This is getting redundant, but if the FTC regulated pollsters, most would be pulled off the market.
Much has been written about how much pollsters missed the mark in the 2016 Presidential race, predicting Clinton victories in states Trump won handily and predicting Clinton landslides in states she wound up losing.
Polls didn’t get any better in Virginia this year.
Various polls showed the battle for the Democratic nomination for Governor to be close between Perriello and Northam, and a poll released four days before the election had Perriello ahead.
Northam won by 12 points.
On the Republican side, Ed Gillespie led polls for months by double-digits (as high as 28 points in one poll).
One online poll by a new firm gave Corey Stewart a one-point advantage in the final week, but the same poll predicted Perriello winning by 8 and he lost by 12.
Gillespie edged Stewart 44-43.
Bottom line – the polling in these gubernatorial primaries was wrong, wrong, wrong, and even when one of them got one race fairly close to right, its other numbers were way, way off.

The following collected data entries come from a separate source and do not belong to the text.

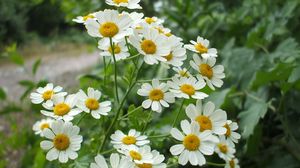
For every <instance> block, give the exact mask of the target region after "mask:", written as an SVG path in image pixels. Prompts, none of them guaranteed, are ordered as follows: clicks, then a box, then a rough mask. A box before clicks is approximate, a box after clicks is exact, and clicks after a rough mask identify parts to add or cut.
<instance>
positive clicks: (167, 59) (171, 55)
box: [165, 53, 173, 61]
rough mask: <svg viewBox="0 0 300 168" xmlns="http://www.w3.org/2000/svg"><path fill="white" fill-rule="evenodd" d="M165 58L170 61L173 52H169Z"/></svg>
mask: <svg viewBox="0 0 300 168" xmlns="http://www.w3.org/2000/svg"><path fill="white" fill-rule="evenodd" d="M165 59H167V61H171V60H172V59H173V54H172V53H170V54H169V55H167V56H165Z"/></svg>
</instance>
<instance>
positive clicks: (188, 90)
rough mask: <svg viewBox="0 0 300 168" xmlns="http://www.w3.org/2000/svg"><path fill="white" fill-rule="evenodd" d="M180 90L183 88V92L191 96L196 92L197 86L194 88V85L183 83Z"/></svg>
mask: <svg viewBox="0 0 300 168" xmlns="http://www.w3.org/2000/svg"><path fill="white" fill-rule="evenodd" d="M180 90H181V91H182V92H183V93H185V94H187V95H189V96H191V95H194V94H195V88H194V87H193V86H192V85H189V84H183V85H181V86H180Z"/></svg>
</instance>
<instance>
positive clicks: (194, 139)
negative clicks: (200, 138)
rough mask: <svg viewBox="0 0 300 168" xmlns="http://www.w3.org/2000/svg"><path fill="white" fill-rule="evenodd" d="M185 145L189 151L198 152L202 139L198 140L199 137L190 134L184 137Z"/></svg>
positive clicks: (199, 139)
mask: <svg viewBox="0 0 300 168" xmlns="http://www.w3.org/2000/svg"><path fill="white" fill-rule="evenodd" d="M183 145H184V147H185V148H186V149H187V150H189V151H195V150H198V148H199V146H200V139H199V138H198V136H197V135H194V134H189V135H187V136H185V137H184V139H183Z"/></svg>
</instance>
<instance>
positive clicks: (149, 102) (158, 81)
mask: <svg viewBox="0 0 300 168" xmlns="http://www.w3.org/2000/svg"><path fill="white" fill-rule="evenodd" d="M168 89H169V88H168V86H167V84H166V83H159V80H158V79H153V80H152V85H151V84H149V83H144V84H143V85H142V87H141V88H140V89H139V90H138V91H137V94H138V95H140V96H145V97H148V99H147V100H145V101H143V103H142V106H143V108H145V109H148V108H150V107H151V110H152V111H156V112H159V113H160V112H161V111H162V106H163V107H169V103H174V102H175V98H174V95H173V93H171V92H168Z"/></svg>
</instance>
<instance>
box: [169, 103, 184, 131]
mask: <svg viewBox="0 0 300 168" xmlns="http://www.w3.org/2000/svg"><path fill="white" fill-rule="evenodd" d="M184 101H185V99H183V100H182V103H181V105H180V108H179V110H178V112H177V115H176V118H175V120H174V121H173V124H172V128H174V127H175V126H176V124H177V120H178V118H179V115H180V113H181V110H182V107H183V104H184Z"/></svg>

There’s something wrong with the models these firms are using. Either simply polling “registered voters” needs to be eliminated, or whatever predictive model for who is turning out needs to be overhauled.
Throughout the primaries, polls were done for who is ahead in Gillespie vs. Northam, and for months polls showed Gillespie trailing.
Suddenly, a new poll shows the race tied already.
Voter confidence (and my own) in these polls is almost zero. The world has changed. People don’t answer landline phones, and they are online a heck of a lot more than they used to be.
The key to polling used to be in a random sample, in that everyone had an equal chance of participating. Is that even possible anymore? It’s obvious that large numbers of voters aren’t being included.
As for the models, predicting voter turnout is almost laughable now. More Republicans voted in June’s primary than in 2012 and 2015, and by a large margin. More Democrats voted in their primary than usual, too, and pundits said high turnout was Perriello’s key to victory. Not so.
Polling companies will make lots of money and the press will tout them as gospel, but if they don’t get an election right, sooner or later they have to be held accountable.